Background: Anorexia Nervosa (AN) has a devastating impact on the psychological and physical well being of affected individuals. There is an extensive body of literature on interventions in AN, however more studies are needed to establish which form of pharmacotherapy is effective. The few meta-analyses that have been done are based on one type of medication only. This article is the first to present data on three different, most commonly used, forms of pharmacotherapy. The primary objective of this meta-analysis was to create an overview and to determine the efficacy of three forms of pharmacotherapy (antidepressants, antipsychotics, hormonal therapy) compared to treatment with placebo in patients with AN. Method: A systematic literature search was performed to identify all randomized controlled intervention trials investigating the effectiveness of pharmacotherapy for AN within the following databases: PubMed, PsycINFO, Embase and Cochrane Library.
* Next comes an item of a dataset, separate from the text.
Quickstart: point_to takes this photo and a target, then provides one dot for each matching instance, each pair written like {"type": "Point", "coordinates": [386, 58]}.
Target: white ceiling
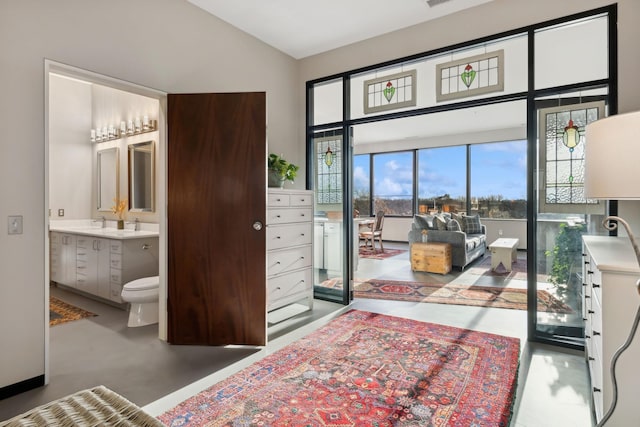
{"type": "Point", "coordinates": [302, 28]}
In addition, 32 relevant reviews and meta-analyses were screened for additional intervention studies. A meta-analysis was performed on a total of 18 included studies (N = 869). Efficacy was measured in terms of weight gain or weight restoration. Results: The pooled effect sizes indicating the difference between antidepressants and placebo, and between antipsychotics and placebo on weight were not significant. Because of the small sample size no meta regression and subgroup analyses could be conducted. The pooled effect size indicating the difference between hormonal therapy and the placebo condition on weight (all weight measures) at post-treatment was 0.42 (95% CI: 0.11 ~ 0.73), which was significant. For hormonal therapy heterogeneity was high (I2 = 64.70). No evidence for publication bias was found. Meta-regression analyses of the weeks of medication treatment (slope = -0.008) yielded a significant effect (p = 0.04). Conclusions: In this study we found that hormonal therapy has a significantly larger effect on weight compared to placebo in the treatment of AN. However for these analyses heterogeneity was high, which means that these results have to be regarded with caution. We found that anti-depressants and antipsychotics had no significant effect on weight compared to placebo in the treatment of AN, although the power to detect significant effects was too low.